Sehr zur Freunde der politischen Gegner und eines zunehmend auf oberflächliche Reize reagierenden Sensationsjournalismus scheint in der SPD also das blanke Chaos zu herrschen. Als Betrachter könnte man in dieser Situation, je nachdem wie man es mit der SPD hält, Häme oder Mitleid empfinden. Weder das eine noch das andere ist angebracht. Denn trotz der Emotionalisierung und der Kampagne des Juso-Vorsitzenden Kevin Kühnert gegen die "Groko" müssen die Parteimitglieder in wenigen Wochen darüber befinden, ob sich die SPD mit einem Nein zur Regierung in die politische Bedeutungslosigkeit katapultiert, ihr gesamtes Führungspersonal auf einen Schlag kollektiv desavouiert und auf längere Sicht den Status einer "Mittelpartei" mit 15 bis 18 Prozent fristen will - oder ob die SPD mit der Zustimmung zum Koalitionsvertrag ein relevanter gestandender Faktor in der deutschen und europäischen Politik bleiben will.

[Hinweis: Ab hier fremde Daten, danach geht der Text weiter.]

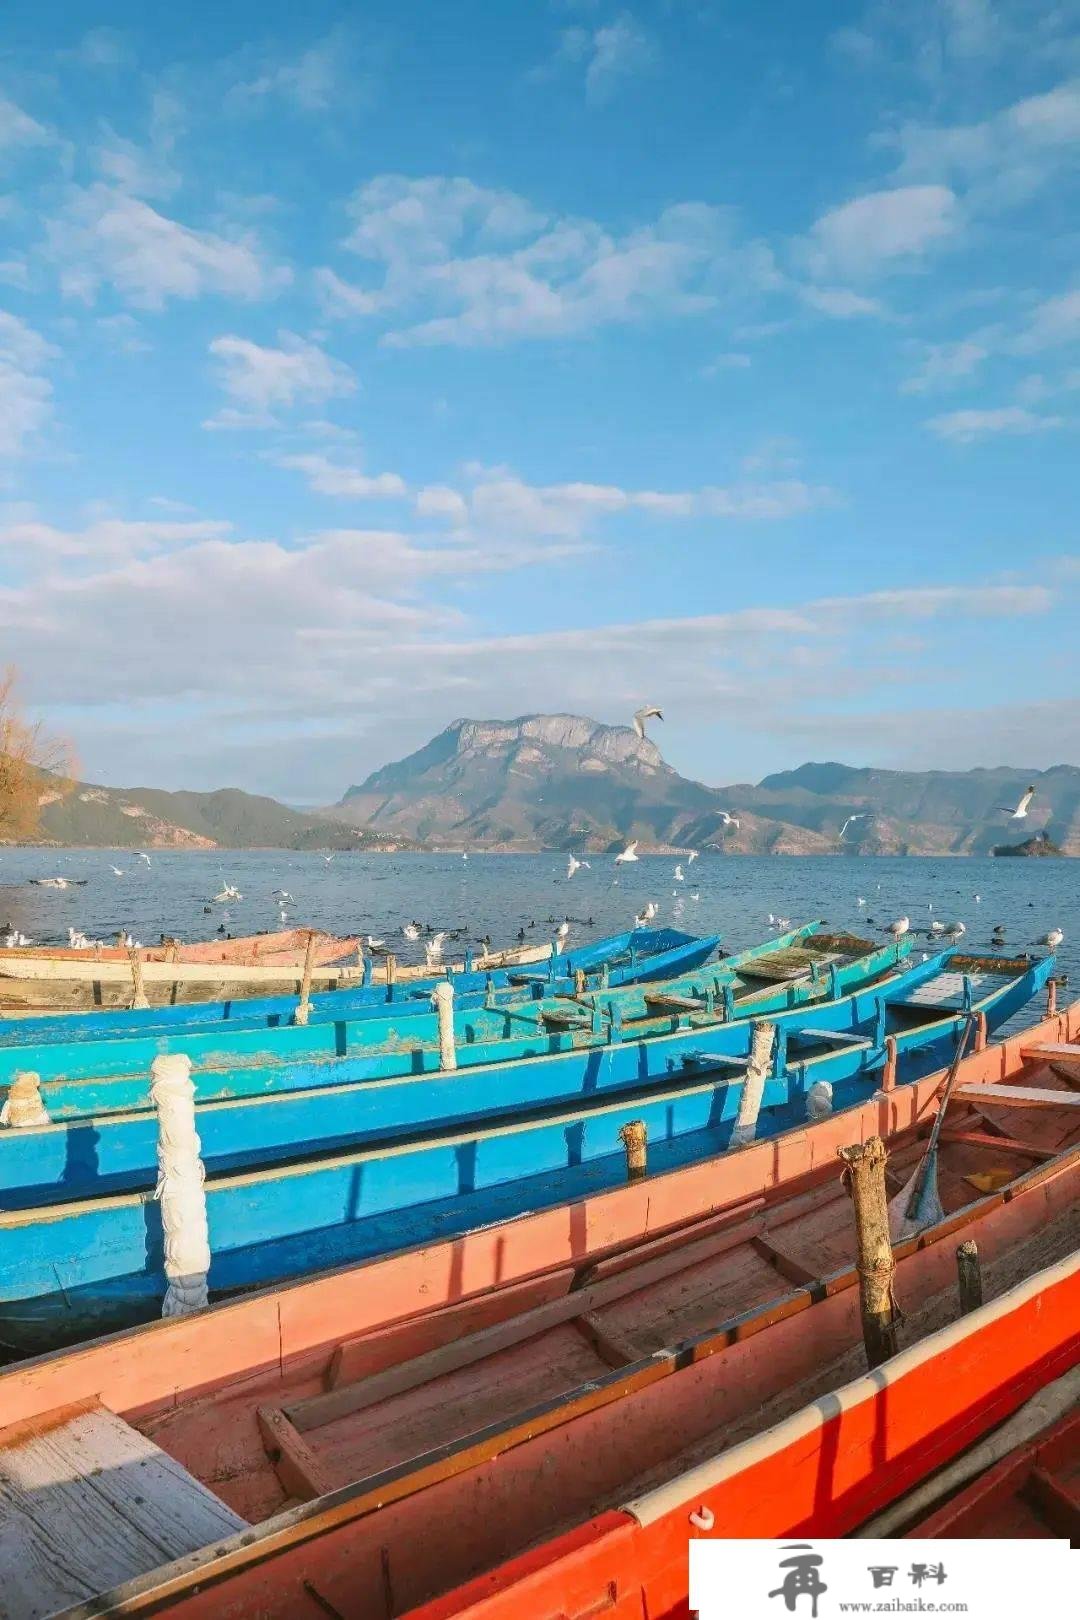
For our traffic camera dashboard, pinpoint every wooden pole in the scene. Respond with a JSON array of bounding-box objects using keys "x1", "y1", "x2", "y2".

Ihrem Selbstverständnis nach ist die SPD eine pragmatische Reformpartei, die auf der Grundlage gemeinsamer Ideen und Werte die Verhältnisse in unserem Land gestalten und das Leben der Menschen besser machen will. Diesem Anspruch wird der ausgehandelte Koalitionsvertrag gerecht, viele Menschen würden in ihrem Alltag ganz konkret deutliche Verbesserungen ihrer Lebensverhältnisse erfahren. Diese Menschen hoffen auf die SPD und können mit parteitaktischen Spielchen herzlich wenig anfangen.

Die SPD war immer bereit, für unser Land Verantwortung zu übernehmen. Dadurch hat sie viel Gutes bewirkt. Der SPD ist das Regieren nie Selbstzweck gewesen, sondern das notwendige Mittel, um gesellschaftspolitische Ziele zu verwirklichen und die Demokratie zu verteidigen. Selbstsucht war zu keiner Zeit die Sache der SPD. Sollten die Parteimitglieder allerdings dem Koalitionsvertrag die Zustimmung verweigern, dann würde sich die SPD einreihen in die Phalanx fundamentalistischer Verweigerungsparteien wie AfD, FDP und LInke. Eine schreckliche Vorstellung. Auf der Seite von Demokratieverächtern, Systemgegnern, Opportunisten und Egozentrikern sollte nicht der Platz der SPD sein.